[Python-Dev] Proposed schedule for 3.4.2
ncoghlan at gmail.com
Mon Sep 8 14:08:21 CEST 2014
On 8 September 2014 14:28, Ned Deily <nad at acm.org> wrote:
> In article <540C521C.7070802 at hastings.org>,
> Larry Hastings <larry at hastings.org> wrote:
>> Matthias asked me when I was going to release 3.4.2. I propose the
>> following schedule:
>> Tag 3.4.2rc1 Friday Sep 12 2014
>> Release 3.4.2rc1 Saturday Sep 13 2014
>> Tag 3.4.2 final Saturday Sep 27 2014
>> Release 3.4.2 final Sunday Sep 28 2014
>> Normally I want to tag on Saturdays and release on Sundays, however I
>> propose moving rc1 a day earlier because I'll be unavailable that Sunday.
>> Any objections?

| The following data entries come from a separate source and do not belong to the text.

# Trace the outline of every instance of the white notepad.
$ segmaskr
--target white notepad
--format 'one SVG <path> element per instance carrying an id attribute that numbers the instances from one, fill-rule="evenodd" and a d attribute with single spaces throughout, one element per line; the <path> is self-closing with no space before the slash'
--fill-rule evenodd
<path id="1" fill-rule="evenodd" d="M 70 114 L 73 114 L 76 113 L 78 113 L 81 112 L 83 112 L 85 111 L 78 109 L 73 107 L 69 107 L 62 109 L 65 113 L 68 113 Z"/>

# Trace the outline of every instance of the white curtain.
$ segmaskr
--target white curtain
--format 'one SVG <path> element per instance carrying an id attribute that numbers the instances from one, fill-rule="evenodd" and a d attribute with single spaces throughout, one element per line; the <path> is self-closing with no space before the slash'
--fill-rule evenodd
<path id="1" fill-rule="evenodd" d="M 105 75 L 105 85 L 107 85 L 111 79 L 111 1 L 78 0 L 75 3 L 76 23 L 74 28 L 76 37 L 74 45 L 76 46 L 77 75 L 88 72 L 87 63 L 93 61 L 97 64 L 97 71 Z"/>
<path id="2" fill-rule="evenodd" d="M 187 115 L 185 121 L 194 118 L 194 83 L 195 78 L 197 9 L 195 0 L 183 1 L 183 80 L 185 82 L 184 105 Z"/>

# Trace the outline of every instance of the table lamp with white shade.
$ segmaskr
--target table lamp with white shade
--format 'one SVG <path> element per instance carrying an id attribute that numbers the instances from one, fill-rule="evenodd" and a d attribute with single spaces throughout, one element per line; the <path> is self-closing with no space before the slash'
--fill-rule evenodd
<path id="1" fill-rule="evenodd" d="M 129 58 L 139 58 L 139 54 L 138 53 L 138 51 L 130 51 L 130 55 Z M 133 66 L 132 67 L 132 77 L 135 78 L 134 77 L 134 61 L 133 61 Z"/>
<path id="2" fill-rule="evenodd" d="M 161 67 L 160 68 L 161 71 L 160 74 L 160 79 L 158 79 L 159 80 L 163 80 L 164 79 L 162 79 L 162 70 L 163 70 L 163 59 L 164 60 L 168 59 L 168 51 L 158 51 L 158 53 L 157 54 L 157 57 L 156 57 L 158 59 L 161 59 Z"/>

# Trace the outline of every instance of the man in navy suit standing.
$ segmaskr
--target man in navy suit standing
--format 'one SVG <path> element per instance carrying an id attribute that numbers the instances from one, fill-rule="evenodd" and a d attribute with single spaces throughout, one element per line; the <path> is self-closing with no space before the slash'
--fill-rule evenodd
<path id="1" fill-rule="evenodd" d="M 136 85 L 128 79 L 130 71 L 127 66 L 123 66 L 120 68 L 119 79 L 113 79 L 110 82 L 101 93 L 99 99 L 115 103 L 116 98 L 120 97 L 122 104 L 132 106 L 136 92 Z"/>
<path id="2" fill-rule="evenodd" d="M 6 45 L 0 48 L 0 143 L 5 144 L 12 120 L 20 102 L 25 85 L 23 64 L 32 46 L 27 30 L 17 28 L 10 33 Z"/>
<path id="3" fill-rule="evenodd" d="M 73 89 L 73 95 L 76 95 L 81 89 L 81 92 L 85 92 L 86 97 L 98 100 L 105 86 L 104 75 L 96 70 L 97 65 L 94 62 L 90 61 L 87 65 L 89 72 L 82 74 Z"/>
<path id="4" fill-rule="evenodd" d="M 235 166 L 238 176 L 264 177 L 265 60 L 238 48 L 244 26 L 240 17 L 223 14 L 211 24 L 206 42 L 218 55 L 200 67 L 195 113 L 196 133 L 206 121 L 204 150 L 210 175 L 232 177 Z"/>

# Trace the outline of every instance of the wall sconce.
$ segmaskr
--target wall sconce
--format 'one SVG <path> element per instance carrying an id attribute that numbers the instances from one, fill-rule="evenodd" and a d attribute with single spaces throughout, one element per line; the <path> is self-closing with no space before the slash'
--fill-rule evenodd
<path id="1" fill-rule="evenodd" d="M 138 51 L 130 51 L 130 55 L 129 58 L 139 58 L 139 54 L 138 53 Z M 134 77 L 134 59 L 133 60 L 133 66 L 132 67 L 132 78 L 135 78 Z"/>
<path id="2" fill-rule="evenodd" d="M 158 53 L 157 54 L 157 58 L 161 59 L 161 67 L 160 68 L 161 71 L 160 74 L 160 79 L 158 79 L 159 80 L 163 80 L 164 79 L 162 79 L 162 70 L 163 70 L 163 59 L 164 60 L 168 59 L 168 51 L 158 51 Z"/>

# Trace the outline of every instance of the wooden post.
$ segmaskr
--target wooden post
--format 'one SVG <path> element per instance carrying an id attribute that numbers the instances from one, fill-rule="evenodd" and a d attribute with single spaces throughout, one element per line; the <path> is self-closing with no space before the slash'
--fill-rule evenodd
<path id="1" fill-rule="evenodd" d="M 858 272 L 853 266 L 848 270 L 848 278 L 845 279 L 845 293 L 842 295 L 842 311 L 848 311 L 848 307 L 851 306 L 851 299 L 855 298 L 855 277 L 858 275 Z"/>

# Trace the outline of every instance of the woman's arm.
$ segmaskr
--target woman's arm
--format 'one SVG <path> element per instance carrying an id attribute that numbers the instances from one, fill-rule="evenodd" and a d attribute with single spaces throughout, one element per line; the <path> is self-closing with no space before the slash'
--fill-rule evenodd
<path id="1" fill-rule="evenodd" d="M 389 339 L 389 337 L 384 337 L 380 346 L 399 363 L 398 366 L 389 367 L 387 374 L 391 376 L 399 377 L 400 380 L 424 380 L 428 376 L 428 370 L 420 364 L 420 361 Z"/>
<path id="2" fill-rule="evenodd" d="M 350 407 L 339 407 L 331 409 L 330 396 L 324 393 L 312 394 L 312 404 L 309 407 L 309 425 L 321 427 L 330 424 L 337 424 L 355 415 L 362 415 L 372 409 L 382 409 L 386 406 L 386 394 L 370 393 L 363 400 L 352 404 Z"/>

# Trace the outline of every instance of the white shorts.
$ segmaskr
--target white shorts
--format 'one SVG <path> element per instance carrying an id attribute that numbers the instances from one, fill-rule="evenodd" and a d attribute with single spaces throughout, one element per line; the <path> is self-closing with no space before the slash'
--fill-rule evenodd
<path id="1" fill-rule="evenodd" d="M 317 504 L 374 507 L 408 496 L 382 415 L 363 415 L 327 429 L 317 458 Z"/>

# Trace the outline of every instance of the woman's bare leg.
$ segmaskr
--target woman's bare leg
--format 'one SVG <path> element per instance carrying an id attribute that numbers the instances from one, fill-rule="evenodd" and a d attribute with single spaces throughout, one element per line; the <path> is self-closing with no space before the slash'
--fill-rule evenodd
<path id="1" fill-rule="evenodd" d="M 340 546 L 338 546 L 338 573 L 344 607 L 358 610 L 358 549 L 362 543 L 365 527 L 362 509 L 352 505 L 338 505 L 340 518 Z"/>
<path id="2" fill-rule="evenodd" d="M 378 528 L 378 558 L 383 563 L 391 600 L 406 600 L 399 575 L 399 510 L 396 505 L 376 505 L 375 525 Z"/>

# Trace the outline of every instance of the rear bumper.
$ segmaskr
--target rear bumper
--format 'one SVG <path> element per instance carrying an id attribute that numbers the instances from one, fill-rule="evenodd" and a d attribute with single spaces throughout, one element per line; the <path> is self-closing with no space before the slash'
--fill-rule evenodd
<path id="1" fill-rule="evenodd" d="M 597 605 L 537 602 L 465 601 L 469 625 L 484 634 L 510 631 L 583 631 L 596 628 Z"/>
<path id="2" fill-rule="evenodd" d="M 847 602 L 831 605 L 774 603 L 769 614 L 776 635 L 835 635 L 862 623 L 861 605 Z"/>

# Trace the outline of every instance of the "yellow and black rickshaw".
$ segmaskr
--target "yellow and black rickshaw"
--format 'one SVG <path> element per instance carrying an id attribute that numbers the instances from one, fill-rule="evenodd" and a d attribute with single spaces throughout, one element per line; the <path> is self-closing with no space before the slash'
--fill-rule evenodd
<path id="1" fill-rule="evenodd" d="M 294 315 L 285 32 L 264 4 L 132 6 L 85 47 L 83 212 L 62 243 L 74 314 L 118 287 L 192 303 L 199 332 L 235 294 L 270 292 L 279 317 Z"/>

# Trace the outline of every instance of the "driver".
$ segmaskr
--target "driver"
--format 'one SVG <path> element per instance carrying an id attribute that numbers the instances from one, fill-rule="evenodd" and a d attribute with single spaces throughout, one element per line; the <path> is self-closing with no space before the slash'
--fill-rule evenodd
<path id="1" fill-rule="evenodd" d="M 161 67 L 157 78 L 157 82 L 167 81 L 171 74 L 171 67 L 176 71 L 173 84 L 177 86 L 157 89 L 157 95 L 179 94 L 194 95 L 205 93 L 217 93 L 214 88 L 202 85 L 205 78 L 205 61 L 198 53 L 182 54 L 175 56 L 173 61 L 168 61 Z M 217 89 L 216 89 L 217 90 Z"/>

I will interpret silence as tacit approval.
> As I've already discussed with Larry, I think adding a week to the
> scheduled dates would be preferable. The original dates give pretty
> short notice and there are a number of open issues that would be good to
> resolve now in 3.4.2.
It would also be good to get Guido's official verdict on PEP 476 (the
switch to validating HTTPS by default) in time for 3.4.2. Based on the
previous discussion, Alex updated the PEP to suggest "just fix it" for
all of 3.5, 3.4.x and 2.7.x (including the httplib SSLContext support
backport in the latter case).
I think that would be feasible with an rc on the 20th, but challenging
if the rc is this coming weekend.
Note, as I stated in the previous thread, I'm now +1 on that PEP,
because I don't see any way to write an automated scan for a large
code base that ensures we're not relying on the default handling at
all. If the default behaviour is to validate HTTPS, the lack of such a
scanner isn't a problem - any failures to cope with self-signed or
invalid certs will be noisy, and we can either fix the certs, patch
the code to cope with them appropriately, or (for the self-signed cert
case) configure OpenSSL via environment variables. If dealing with
invalid certs is truly necessary, and the code can't be updated
either, then I'm OK with the answer being "keep using an older version
of Python, as that's going to be the least of your security concerns".